The Fairfax and Loudoun governments, which are slated to contribute 16.1 percent and 4.8 percent of the cost, earlier agreed in concept to a plan that included an underground station and had a preliminary cost of $2.5 billion. But with the cost now at $3.5 billion, Loudoun is exploring the possibility of pulling out.
Connolly and Rep. Frank R. Wolf (R-Va.), who represent Northern Virginia, have also expressed frustration with the rising cost. And Wolf introduced legislation last month that would make it easier to remove members of the airports authority board.
The immediate question is whether the airport station should be built aboveground in front of the airport’s daily parking garage or underground and closer to the terminal. It is a difference of about $330 million.

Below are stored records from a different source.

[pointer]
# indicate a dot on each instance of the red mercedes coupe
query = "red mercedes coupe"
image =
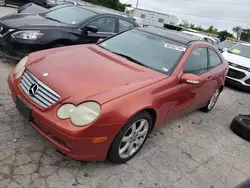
(102, 100)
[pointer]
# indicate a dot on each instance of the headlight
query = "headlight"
(20, 67)
(27, 35)
(80, 115)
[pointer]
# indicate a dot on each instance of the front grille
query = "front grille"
(235, 74)
(44, 96)
(239, 66)
(248, 81)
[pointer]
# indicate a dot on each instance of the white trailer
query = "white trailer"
(148, 17)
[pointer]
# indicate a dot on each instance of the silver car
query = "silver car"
(238, 58)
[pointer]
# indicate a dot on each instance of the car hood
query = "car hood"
(88, 72)
(236, 59)
(31, 8)
(24, 21)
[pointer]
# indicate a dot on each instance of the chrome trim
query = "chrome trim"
(6, 33)
(44, 97)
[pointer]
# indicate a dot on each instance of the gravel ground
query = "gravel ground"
(195, 151)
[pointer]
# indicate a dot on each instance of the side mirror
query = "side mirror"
(90, 28)
(224, 49)
(99, 40)
(190, 79)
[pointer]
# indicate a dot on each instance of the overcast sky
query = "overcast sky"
(204, 12)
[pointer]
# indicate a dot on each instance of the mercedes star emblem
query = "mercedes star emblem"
(33, 89)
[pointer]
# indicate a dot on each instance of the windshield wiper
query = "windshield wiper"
(130, 59)
(49, 18)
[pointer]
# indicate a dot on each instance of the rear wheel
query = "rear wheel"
(212, 101)
(130, 138)
(2, 2)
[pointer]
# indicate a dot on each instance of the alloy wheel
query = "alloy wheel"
(214, 99)
(133, 138)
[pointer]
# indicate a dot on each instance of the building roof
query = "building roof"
(132, 8)
(169, 34)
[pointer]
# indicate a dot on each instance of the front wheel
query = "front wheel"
(212, 101)
(130, 138)
(2, 2)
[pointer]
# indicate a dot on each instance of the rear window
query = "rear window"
(69, 15)
(152, 51)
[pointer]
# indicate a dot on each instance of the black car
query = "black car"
(21, 34)
(43, 3)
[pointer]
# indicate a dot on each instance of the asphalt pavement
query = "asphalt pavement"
(195, 151)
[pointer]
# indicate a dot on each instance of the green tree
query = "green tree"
(245, 35)
(237, 30)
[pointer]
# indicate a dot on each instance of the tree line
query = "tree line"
(241, 34)
(114, 4)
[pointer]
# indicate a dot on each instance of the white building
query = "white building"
(147, 17)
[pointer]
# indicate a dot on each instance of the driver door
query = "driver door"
(106, 27)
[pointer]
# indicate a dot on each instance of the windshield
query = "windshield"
(227, 44)
(69, 15)
(241, 50)
(146, 49)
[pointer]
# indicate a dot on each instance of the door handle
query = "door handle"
(209, 78)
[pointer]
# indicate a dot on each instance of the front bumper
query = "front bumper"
(238, 77)
(75, 142)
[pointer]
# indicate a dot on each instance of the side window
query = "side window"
(104, 24)
(197, 62)
(214, 59)
(124, 25)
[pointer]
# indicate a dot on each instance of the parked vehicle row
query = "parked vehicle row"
(21, 34)
(199, 36)
(142, 77)
(148, 76)
(238, 58)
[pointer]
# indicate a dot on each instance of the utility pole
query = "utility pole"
(137, 3)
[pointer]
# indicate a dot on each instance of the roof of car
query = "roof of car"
(98, 10)
(169, 34)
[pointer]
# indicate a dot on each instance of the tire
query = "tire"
(212, 101)
(241, 126)
(2, 2)
(116, 154)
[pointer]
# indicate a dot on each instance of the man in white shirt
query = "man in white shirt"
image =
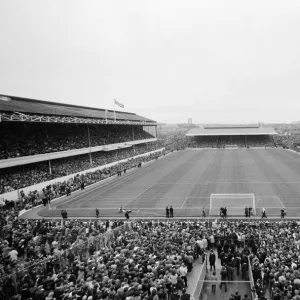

For airline passengers, it would mean traveling an additional 600 feet on an indoor moving walkway.
Robert Clarke Brown, the airports authority finance committee chairman, and other proponents of the underground option said the board shares an interest in shaving the overall cost of the project and is looking at options such as privatizing the construction of parking garages.
Former Maryland governor Parris N. Glendening (D), president of Smart Growth America’s Leadership Institute, urged the board to stick with the underground station. He recalled the fight over where to locate the College Park Metro station during his tenure as Prince George’s County executive. The station, he said, should have been located in the heart of the University of Maryland’s campus to encourage more students to take Metro to classes and basketball games.
“You don’t buy the cheapest car, the cheapest suit or the cheapest food product. We buy something healthy that’s going to last,” Glendening said. “Yes, we may have to pay a little more now, but if we really do it correctly, it’s an investment that’s going to pay off.”
But in choosing the underground option, the board rejected the advice of airports authority President and Chief Executive Officer E. Lynn Hampton and the Metropolitan Washington Airlines Committee, which represents the airlines serving National and Dulles airports.
Chief among the concerns of local officials is the cost to taxpayers and toll road users. A major chunk of the project — more than 50 percent — would be paid for with revenue from future toll increases.
The airports authority financial analysis shows, however, that the location of the airport station will have a minimal effect on how much commuters on the toll road pay. What is critical to the financing plan — and the price of tolls — is the award of a low-interest loan from the federal government through the Transportation Department.
The $2 one-way fare would have to to double to $4 in 2015 with the loan. Without it, according to the analysis, tolls would have to rise to at least $5 and increase to more than $10 in 2020.
Virginia Transportation Secretary Sean T. Connaughton called the board’s expectation of a $1.7 billion loan “simply not realistic.”
“No one in the history of the program has received that much money, and there isn’t that much money available. You’re building a house on sand,” he said.
The Metrorail project is one of 40 nationwide that have expressed interest this year in the federal financing pool of $1.1 billion. In past years, the program awarded a $516 million loan for the Intercounty Connector and $589 million for the Beltway HOT lanes.
Despite their differences, the stakeholders have a shared interest in finding common ground when they meet Wednesday with LaHood. A successful loan application depends on cooperation among the local partners — and LaHood, who signs off on the loans.
Brown, the finance committee chairman, acknowledged the competitiveness of the loan process but noted that the board’s financial consultant helped set up the DOT program and is well-versed in navigating the system.
“Our advisers would never have submitted a request that size if we didn’t believe it was feasible,” he said, adding that the board would stick with its decision “until we conclude it’s not financially feasible.”